Anti-regime protesters near Homs pray next to the bodies of civilians killed in recent clashes / Reuters
Syria is in the early stages of what every indication suggests could become a long, cruel, and bloody civil war. In the early hours last Wednesday morning, the Free Syrian Army attacked an intelligence facility in Damascus, the first large-scale military action against the regime. A Lebanese newspaper reported an attack against the Baath Party headquarters in Damascus on Sunday. On Monday, Syrian soldiers fired on buses of Turkish pilgrims in Homs. Turkey is being drawn in more and more each day -- the government in Ankara has been discussing establishing a haven for Syrian dissidents along its border since at least mid-October, but now Jordan is reportedly considering joining Turkey in creating a haven along their border with Syria as well. All of this follows closely on the heels of the historic Arab League decision to suspend Syria's membership. As Michele Dunne, director of the Atlantic Council's Rafik Hariri Middle East Center, pointed out at the Middle East Institute's annual conference on November 17, the League's decision was almost certainly not taken out of concern for the Syrian people; rather, the Arab states are betting on the fall of the Assad regime.

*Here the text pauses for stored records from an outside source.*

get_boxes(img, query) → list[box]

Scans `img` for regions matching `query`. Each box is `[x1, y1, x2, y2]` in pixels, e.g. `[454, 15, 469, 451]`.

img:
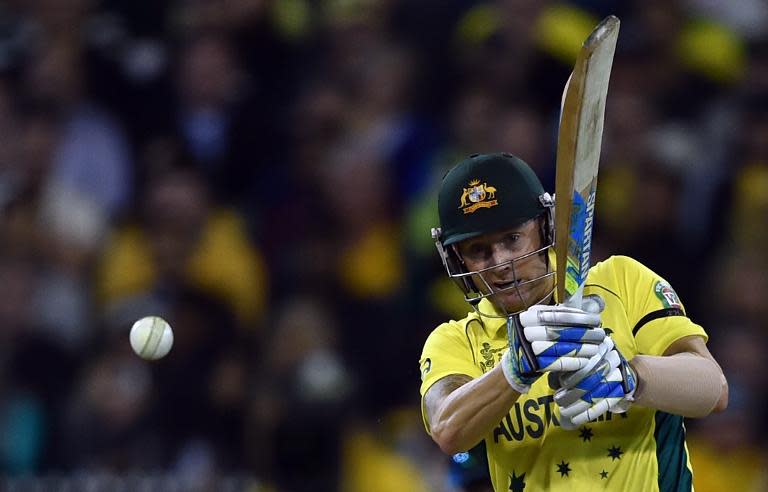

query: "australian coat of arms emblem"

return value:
[459, 179, 498, 214]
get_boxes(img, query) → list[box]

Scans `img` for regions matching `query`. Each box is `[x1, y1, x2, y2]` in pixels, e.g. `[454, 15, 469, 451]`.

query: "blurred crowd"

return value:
[0, 0, 766, 491]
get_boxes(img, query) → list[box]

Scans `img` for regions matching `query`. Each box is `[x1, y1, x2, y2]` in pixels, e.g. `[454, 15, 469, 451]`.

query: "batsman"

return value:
[419, 17, 728, 492]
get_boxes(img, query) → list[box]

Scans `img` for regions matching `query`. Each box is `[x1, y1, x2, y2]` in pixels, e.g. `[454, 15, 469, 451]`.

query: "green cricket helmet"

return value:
[431, 153, 555, 316]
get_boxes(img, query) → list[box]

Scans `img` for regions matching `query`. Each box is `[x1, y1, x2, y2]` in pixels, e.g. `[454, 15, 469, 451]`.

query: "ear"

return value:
[448, 244, 480, 297]
[432, 228, 480, 298]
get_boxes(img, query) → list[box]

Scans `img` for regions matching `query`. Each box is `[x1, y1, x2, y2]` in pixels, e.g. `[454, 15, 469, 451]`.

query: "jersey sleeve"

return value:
[419, 321, 483, 433]
[419, 322, 482, 396]
[613, 256, 708, 356]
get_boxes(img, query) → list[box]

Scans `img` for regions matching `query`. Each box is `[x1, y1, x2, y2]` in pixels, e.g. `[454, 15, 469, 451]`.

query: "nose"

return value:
[490, 244, 515, 271]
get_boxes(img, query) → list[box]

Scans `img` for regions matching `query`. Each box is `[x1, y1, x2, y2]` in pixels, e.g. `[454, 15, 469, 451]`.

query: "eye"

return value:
[469, 245, 488, 257]
[465, 243, 490, 262]
[503, 233, 521, 245]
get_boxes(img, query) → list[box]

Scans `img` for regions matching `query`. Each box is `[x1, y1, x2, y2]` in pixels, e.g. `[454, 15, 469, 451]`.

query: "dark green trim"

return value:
[654, 411, 693, 492]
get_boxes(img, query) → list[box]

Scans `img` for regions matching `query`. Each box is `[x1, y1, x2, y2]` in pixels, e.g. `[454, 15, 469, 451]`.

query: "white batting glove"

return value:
[550, 336, 637, 429]
[501, 303, 607, 393]
[519, 304, 607, 372]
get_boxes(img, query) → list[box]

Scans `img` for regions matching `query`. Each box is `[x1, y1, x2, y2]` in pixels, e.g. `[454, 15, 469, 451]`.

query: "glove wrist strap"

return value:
[501, 350, 532, 394]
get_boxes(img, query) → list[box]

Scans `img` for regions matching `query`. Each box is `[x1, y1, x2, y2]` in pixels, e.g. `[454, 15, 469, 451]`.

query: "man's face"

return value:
[455, 218, 553, 313]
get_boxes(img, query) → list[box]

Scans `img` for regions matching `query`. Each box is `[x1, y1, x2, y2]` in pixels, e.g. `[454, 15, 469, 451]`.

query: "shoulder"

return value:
[588, 255, 659, 288]
[590, 255, 653, 278]
[420, 313, 486, 397]
[421, 311, 493, 363]
[424, 313, 483, 347]
[585, 255, 670, 310]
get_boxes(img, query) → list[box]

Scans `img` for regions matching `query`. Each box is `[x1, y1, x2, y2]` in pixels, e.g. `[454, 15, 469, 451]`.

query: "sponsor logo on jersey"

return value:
[459, 179, 498, 214]
[654, 280, 682, 309]
[420, 358, 432, 379]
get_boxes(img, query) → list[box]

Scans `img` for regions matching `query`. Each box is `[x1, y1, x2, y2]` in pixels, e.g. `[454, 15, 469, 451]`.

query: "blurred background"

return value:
[0, 0, 766, 491]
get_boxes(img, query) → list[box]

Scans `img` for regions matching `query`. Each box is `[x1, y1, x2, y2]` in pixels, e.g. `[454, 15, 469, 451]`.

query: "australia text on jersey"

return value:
[493, 396, 628, 443]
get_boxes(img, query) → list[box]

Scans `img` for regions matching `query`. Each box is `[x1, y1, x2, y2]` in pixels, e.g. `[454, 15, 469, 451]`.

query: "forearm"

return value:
[630, 352, 728, 417]
[431, 367, 521, 454]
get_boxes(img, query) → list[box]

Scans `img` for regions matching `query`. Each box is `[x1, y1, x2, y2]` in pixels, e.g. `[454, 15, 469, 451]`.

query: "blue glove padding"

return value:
[518, 304, 606, 372]
[551, 336, 637, 428]
[502, 304, 607, 394]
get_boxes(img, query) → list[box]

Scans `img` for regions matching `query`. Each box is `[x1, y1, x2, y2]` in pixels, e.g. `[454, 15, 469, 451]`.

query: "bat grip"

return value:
[563, 284, 585, 309]
[509, 314, 541, 378]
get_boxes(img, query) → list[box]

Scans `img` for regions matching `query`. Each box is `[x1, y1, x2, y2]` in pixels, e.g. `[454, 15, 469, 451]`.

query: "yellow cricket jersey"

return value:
[419, 255, 708, 492]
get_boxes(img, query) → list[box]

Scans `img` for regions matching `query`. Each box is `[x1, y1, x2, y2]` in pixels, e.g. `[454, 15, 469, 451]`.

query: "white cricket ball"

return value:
[130, 316, 174, 360]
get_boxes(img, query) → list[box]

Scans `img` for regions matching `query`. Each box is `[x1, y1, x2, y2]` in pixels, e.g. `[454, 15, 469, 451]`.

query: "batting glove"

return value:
[551, 336, 637, 429]
[501, 304, 607, 394]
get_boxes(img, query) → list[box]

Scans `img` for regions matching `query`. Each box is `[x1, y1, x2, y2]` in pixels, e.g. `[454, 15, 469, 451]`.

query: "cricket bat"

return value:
[554, 15, 620, 308]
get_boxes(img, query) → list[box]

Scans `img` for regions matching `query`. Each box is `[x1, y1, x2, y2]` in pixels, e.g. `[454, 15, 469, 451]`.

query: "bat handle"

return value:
[508, 314, 541, 378]
[563, 284, 585, 309]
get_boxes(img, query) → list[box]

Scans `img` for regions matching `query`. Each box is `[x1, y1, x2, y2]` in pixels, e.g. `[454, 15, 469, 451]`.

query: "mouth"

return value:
[493, 279, 525, 291]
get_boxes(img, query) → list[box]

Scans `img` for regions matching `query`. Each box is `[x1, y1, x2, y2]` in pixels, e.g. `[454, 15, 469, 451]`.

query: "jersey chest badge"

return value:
[479, 342, 506, 372]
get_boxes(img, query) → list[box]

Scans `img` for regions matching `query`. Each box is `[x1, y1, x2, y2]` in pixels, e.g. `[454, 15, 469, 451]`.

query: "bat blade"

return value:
[555, 15, 620, 308]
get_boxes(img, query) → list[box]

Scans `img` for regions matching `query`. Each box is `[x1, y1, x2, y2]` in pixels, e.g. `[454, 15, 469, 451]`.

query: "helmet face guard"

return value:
[432, 194, 556, 318]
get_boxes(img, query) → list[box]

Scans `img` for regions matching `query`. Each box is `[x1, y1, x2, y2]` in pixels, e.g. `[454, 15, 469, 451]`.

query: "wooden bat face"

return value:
[555, 16, 620, 307]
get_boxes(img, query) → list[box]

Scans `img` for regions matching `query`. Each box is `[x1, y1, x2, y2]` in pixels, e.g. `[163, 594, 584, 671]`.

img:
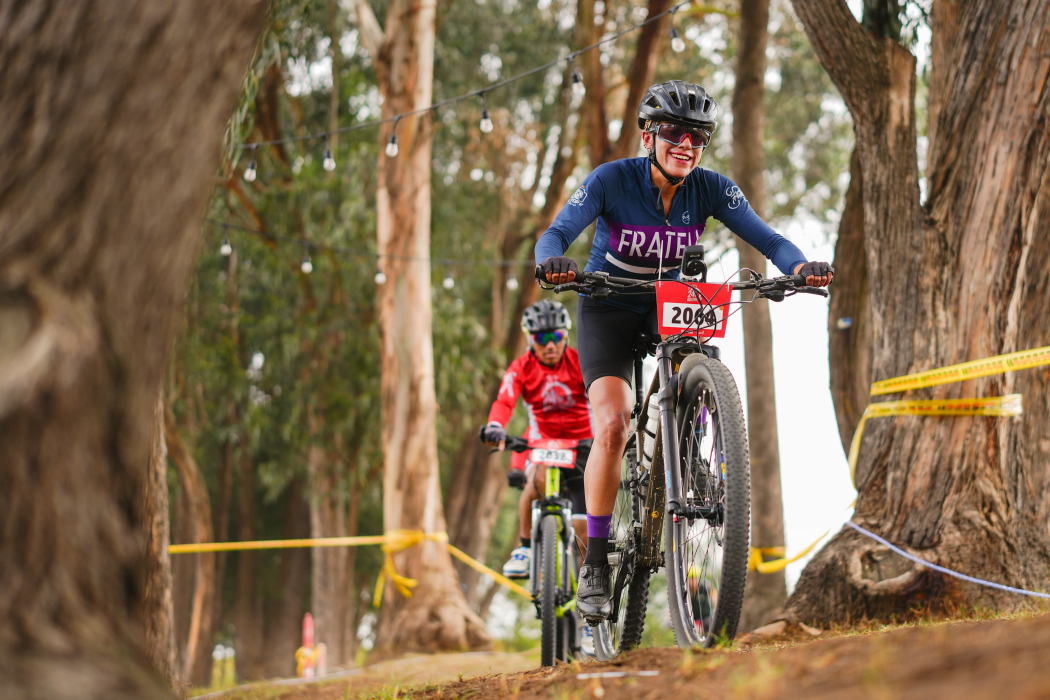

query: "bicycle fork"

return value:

Regional leaders are no doubt planning how best to respond to -- and capitalize on -- a Syrian civil war, should one start, even as the Free Syrian Army is launching its first attacks on Damascus. If it does, other Middle East states will have strong incentives to get involved, which would likely transform not just the Syrian conflict but the regional politics in which Syria plays such a large role. In internal conflicts such as Syria's, alliances between domestic factions and foreign countries can expand the conflict, generate financial incentives to perpetuate war, and change the meaning of the conflict, which allows the initial grievances and tensions that provoked fighting in the first place to linger until violence returns years, sometimes decades, after the nominal end of the war.